Fast-forward to the 1970s through the 90s. Plenty of smiles, but if you take a look at everything from family portraiture to school formals to local shopping mall glamour portraits, any of us who were around back then are probably guilty of participating in some silly-looking pictures. When I say “silly-looking,” I’m being kind.
Portraits of Our Time
Now? Well, you can find plenty of duck lips and butt-forward shots on Instagram these days. It’s the year 2020, folks. We don’t have flying cars yet, but apparently everyone is their own best portrait photographer now. And we take those awesome portraits with our phones! Who would’ve guessed? But the poses and expressions that we think of as normal and natural now…let’s just say, they’re going to look pretty silly to someone someday.
That’s how it goes.
As photographers, we want to create portraits that our subjects are going to value, not just now, but as the years go by. At the same time, we want to give people what they want. And people often want what they see as the contemporary look. Some of those looks won’t hold up very well over time. But what are you going to do?
“Timeless” portraiture is all good and well, but it’s not always possible. And I’d argue, it shouldn’t always be the desired look; we live here and now, and whatever that looks like should probably be represented in portraits of people from our time. If all portraits were timeless, then how’d we be able to make fun of our 1980s selves?
Professional Photographers Still Need to Make Good Portraits
Let’s face it, professional portrait photographers bank on their ability to make people look their best in front of the camera. That’s number one. That’s what increases orders, gets that repeat business, and encourages referrals.
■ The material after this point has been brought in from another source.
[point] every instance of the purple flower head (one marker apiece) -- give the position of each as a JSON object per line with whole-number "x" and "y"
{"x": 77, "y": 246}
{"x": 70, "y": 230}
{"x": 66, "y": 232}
I teach photographers about portrait lighting, but I don’t spend a lot of time on basic posing and expressions. And my reasons for that have to do with my approach to posing in general.
Now, there’s a whole industry built around teaching posing techniques, because there are so many of us who struggle with directing our subjects; how to stand, where to place the arms and hands, which way to tilt the head. Many of us just want guidance, or better yet, some formula or system or method that we can plug into any portrait session. But by applying a formula, might we end up with obviously formulaic results?
It’s quite possible that we spend too much time worrying about the “right” or best way to direct people into poses. Maybe the goal shouldn’t be to conform to some photo guru’s notion of what makes a well-posed, modern portrait. If we’ve learned anything about modern portraiture, we’ve learned that it isn’t modern for very long. Not that that’s always a bad thing, but it’s true.
Perhaps a better approach might be to strive for realness when it comes to pictures of people. A real, unforced expression. A real and relaxed pose. I mean, you can find all sorts of instruction from portrait gurus about how to use tricks and techniques to get people to look “better” for pictures. But I think I’d much prefer a lesson in getting people comfortable enough in front of the camera to just be themselves.
Yes, you absolutely have to know how to setup and use your lighting, but learning how to build rapport and make your subject feel comfortable and confident in front of the camera is just as important. That’s what I try to work on with each portrait subject or model, and if I work with them again, it’s easier the next time, but I still make an effort.
The best-looking portraits, in my opinion, are the ones that don’t look posed at all.